Michika has produced prominent individuals such as The First Civilian Governor of Adamawa State Abubakar Saleh Michika, Former Governor of Adamawa Boni Haruna, Former Lagos State Governor Mohammed Buba Marwa, Late Dr John Guli, Late Tumba Ra Wandate, Late Umaru Ngiki, Reverend Dr Samuel Dante Dali former President Church of the Brethren in Nigeria, former minister of education of Nigeria Professor Tahir Mamman a senior advocate of Nigeria SAN, and Late Major General John Samuel Zaruwa among others.

The town was seized by the Boko Haram Islamic terrorists in September 2014 but the town was re-captured by the Nigerian military on 29 January 2015.

==Conflicts==
Former President Goodluck Jonathan announced re-capture of Michika Town from Boko Haram Islamic terrorists on Thursday 29 January 2015; he made the announcement while on a campaign tour of Adamawa State.

==Murder of Rev Lawan Andiki==
In January 2020, Boko Haram terrorists kidnapped Rev Lawan Andimi, a state chairman of the Christian Association of Nigeria and district secretary of the Church of the Brethren for the Michika area.
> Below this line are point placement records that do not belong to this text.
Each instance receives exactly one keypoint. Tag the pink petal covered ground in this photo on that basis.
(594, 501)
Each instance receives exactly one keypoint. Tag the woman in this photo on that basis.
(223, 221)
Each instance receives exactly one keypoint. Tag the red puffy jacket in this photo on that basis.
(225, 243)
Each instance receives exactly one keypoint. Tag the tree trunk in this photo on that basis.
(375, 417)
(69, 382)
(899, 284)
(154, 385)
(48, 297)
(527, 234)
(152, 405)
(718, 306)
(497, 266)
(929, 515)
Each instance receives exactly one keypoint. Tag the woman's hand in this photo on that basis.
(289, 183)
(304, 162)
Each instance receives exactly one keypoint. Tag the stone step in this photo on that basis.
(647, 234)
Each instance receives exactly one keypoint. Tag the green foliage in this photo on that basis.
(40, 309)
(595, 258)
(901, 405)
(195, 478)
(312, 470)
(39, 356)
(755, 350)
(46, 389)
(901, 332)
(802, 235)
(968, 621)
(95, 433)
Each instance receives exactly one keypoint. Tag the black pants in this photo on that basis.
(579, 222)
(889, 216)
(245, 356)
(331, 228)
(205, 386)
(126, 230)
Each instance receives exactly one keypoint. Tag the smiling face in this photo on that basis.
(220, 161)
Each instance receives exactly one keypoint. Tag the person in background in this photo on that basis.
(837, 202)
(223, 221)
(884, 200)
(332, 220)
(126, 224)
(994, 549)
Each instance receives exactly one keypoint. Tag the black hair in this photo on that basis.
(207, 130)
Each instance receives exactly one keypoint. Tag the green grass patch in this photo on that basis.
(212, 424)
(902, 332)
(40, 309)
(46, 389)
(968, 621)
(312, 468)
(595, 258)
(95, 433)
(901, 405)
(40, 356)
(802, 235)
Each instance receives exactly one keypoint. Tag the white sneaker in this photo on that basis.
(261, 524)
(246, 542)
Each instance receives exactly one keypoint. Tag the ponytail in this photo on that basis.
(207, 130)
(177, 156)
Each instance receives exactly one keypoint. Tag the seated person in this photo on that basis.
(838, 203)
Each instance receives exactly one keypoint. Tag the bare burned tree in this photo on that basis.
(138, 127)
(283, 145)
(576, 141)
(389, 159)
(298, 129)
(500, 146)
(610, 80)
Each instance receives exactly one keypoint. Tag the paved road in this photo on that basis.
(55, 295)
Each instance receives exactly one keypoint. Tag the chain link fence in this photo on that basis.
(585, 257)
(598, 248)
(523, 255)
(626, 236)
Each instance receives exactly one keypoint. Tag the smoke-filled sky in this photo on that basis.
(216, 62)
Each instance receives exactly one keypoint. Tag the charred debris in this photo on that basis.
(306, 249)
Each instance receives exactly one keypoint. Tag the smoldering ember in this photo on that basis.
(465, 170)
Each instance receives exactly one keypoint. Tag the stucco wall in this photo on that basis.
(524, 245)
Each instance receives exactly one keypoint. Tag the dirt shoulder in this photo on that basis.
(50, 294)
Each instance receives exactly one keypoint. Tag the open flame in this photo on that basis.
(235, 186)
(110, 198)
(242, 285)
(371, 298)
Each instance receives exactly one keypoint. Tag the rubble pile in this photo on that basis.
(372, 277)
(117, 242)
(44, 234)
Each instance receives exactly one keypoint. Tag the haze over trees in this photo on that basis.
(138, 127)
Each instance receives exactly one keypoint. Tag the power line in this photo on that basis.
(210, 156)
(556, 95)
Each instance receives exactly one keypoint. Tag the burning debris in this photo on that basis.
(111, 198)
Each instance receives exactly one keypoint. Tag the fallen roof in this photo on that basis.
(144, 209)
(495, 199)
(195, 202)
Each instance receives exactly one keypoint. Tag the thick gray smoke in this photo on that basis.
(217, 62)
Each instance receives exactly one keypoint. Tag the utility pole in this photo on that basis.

Andimi's capture gained international attention when a video was released in which he professed his Christian faith. Andimi was executed on 20 January 2020.

== Climate ==
The rainy season in Michika is oppressive and overcast, the dry season is partly cloudy, and it is hot all year. Throughout the year, the temperature normally ranges from 59 °F to 103 °F, with temperatures rarely falling below 54 °F or rising over 108 °F. Michika has a Tropical wet and dry or savanna climate (Classification: Aw) and is located at an elevation of 0 metres/feet above sea level. The yearly temperature in the area is 31.77 °C, which is 2.31% higher than the national average. Michika gets about 118.97 mm of rain each year and has 142.31 wet days (38.99% of the time).